Am Stadtrand von Ahrensburg haben 250 Menschen in Allmende-Wulfsdorf ihre Vorstellungen von einem ökologisch-sozialen Wohnprojekt verwirklicht. Der Ort bietet viel Raum für die eigene Entfaltung
Ahrensburg/Wulfsdorf. Silas schaut mit großen, braunen Augen in die Welt. Mit seinen acht Monaten ist er derzeit der jüngste Bewohner von Allmende-Wulfsdorf, dem ökologisch-sozialen Wohnprojekt zwischen Ahrensburg und Hamburg. „Seinetwegen sind wir hierhergezogen“, sagt Tobias Bucher, Silas’ Vater. Im November 2013 haben er und seine Frau Antonia Koffer und Möbel gepackt, ihre Wohnung im Hamburger Schanzenviertel an einen Nachmieter übergeben und der Großstadt Tschüs gesagt. „Das ist mir nicht leicht gefallen“, sagt der 46 Jahre alte Tischler, der vor dem Umzug Bedenken hatte, ob ein Leben auf Allmende überhaupt das richtige für ihn sei.

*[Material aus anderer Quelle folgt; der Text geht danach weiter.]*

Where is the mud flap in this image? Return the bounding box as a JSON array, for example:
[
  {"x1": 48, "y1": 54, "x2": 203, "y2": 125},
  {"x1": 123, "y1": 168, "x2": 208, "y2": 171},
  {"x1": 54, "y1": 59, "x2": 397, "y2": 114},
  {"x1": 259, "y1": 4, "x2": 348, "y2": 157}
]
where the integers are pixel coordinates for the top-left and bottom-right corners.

„Es macht schließlich einen Unterschied, ob man nur raus aufs Land zieht oder Teil eines Wohnprojekts wird.“ Antonia und Tobias Bucher haben den Schritt gewagt. Sie gehören mit ihrem Sohn jetzt zu den rund 250 Einwohnern auf dem 6,5 Hektar großen Gelände am südwestlichen Stadtrand von Ahrensburg.
Vor zehn Jahren wurden die ersten der 100 Wohneinheiten bezogen. Der Grundstein für das besondere Dorf wurde aber schon früher gelegt. Kurz vor dem Jahrtausendwechsel stand das Gelände, auf dem die Stadt Hamburg in den 1940er-Jahren minderjährige Straftäter untergebracht hatte und das von 1970 an bis in die 80er-Jahre hinein als Wohn- und Ausbildungsstätte für Jugendliche diente, zum Verkauf. Georg Lutz, damals wie heute Pächter des gegenüber liegenden landwirtschaftlichen Betriebs Gut Wulfsdorf, machte sich Gedanken über die künftige Nutzung des Nachbargrundstücks am Bornkampsweg. „Ein Neubaugebiet hätten wir als seelenlosen Störfaktor empfunden. Das hätte nicht zu uns und der Umgebung hier gepasst“, sagt der Biolandwirt. Er wollte mitentscheiden, wer sein Nachbar wird.
Schnell fand Lutz Mitstreiter, die seine Vision eines ökologisch-sozialen Dorfprojekts teilten, das eine Symbiose aus Arbeit, Wohnen, Pädagogik und Forschung beinhaltet. Die Stadt Hamburg zeigte Interesse an dem handfesten Konzept, hatte aber noch weitere potenzielle Käufer an der Angel. „Ein Angebot war deutlich höher als unseres“, sagt Georg Lutz. „Der Bieter wollte aus dem Grundstück eine Beauty-Oase machen.“ Ob sich dahinter eine dubiose Schönheitsfarm, ein Massageclub oder ähnlich Schlüpfriges verbergen sollte, kam nie ans Tageslicht: Bevor es zu weiteren Verhandlungen kam, entpuppte sich der Kaufinteressent als unseriös und schlug sich damit selbst aus dem Rennen.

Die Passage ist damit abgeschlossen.